Tımar sahipleri gelirlerinin üç bin akçesini geçimleri için ayırırdı.
Buna kılıç tımarı denirdi.
Geri kalan her üç bin akçe için bir cebelü beslerlerdi.
Tımar toprakları üç kısma ayrılmıştır.
1. Mustahfaz tımarı: Camii imam ve Hatiplerine verilirdi.
2. Eşkinci tımarı : Savaşta yararlılık gösterenlere verilirdi.
3. Hizmet Tımarı : Saray da çalışanlara verilirdi.
Bu sistemin idaresi ise, söz konusu toprakların gelirleri ölçüsünde
Has, zeamet ve tımar esasına göre taksim edilerek, belirli bir hukuk dairesinde gerçekleşiyordu.
Böylece iktisadi olduğu kadar Askerî yönü de olan bir teşkilat ortaya çıkmakta ve merkezî yapı içinde denetlenmekteydi.
Zira nüfusun büyük çoğunluğunu teşkil eden köylülerin bir nizam içinde tutulmasına, güvenliklerinin sağlanmasına ve en temel ihtiyaç maddesi olan Hububat Üretiminin devamlı olarak ve öngörülebilir biçimde gerçekleştirilmesine son derece önem verilmekteydi.
Osmanlı toprak düzeni bozulduğu ve giderek mirî topraklar ( Devlet hazinesine ait olan ait topraklar) özel mülk haline geldiği için Topraksız çiftçiler meselesi ortaya çıkmıştı.

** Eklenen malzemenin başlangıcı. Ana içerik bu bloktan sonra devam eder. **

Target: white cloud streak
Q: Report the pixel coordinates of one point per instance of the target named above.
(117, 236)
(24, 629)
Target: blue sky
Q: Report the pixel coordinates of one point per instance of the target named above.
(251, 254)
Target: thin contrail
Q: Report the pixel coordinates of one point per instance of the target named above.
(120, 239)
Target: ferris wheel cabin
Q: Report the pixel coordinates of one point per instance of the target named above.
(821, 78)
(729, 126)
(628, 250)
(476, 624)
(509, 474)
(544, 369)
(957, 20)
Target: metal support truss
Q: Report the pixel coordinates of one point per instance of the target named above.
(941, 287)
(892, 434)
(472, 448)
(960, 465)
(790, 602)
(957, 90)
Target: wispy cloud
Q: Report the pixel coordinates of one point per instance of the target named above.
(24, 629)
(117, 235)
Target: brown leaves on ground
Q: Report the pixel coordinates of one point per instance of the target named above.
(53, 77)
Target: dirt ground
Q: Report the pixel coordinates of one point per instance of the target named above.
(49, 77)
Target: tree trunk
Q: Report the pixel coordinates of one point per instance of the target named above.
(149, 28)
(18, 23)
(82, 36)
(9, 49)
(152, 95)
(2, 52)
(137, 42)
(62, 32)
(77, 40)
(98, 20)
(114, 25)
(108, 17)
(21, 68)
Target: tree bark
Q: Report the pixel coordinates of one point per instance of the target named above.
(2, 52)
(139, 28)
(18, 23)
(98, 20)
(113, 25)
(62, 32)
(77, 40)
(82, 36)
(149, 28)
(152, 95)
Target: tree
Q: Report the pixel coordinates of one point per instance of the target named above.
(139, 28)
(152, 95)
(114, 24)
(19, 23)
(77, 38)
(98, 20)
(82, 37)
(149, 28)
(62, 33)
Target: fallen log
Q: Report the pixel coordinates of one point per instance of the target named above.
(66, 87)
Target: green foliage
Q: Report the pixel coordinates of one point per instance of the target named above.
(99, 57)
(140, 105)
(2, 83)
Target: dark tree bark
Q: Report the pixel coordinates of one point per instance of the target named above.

Dolayısıyla Cumhuriyetin ilk yıllarından itibaren bu konu hükûmetlerin önemli ve öncelikli işleri arasında yer aldı.
Bu meyanda 1925 yılında devlet arazilerinden topraksız çiftçilere
200 dönüme kadar taksitle arazi satılması kararlaştırıldı.
Ayrıca bu uygulamanın yaygınlaşması ve süreklilik kazanabilmesi için
1926 ve 1934 yıllarında İskân Kanunları kabul edilerek, aşiretlerin veya onlar adına ağaların eline geçmiş olan toprakların Devlet mülküne dönüştürülmesi yolu açıldı.
Böylece çok sayıda göçmene ve topraksız çiftçi ailelere toprak dağıtıldı.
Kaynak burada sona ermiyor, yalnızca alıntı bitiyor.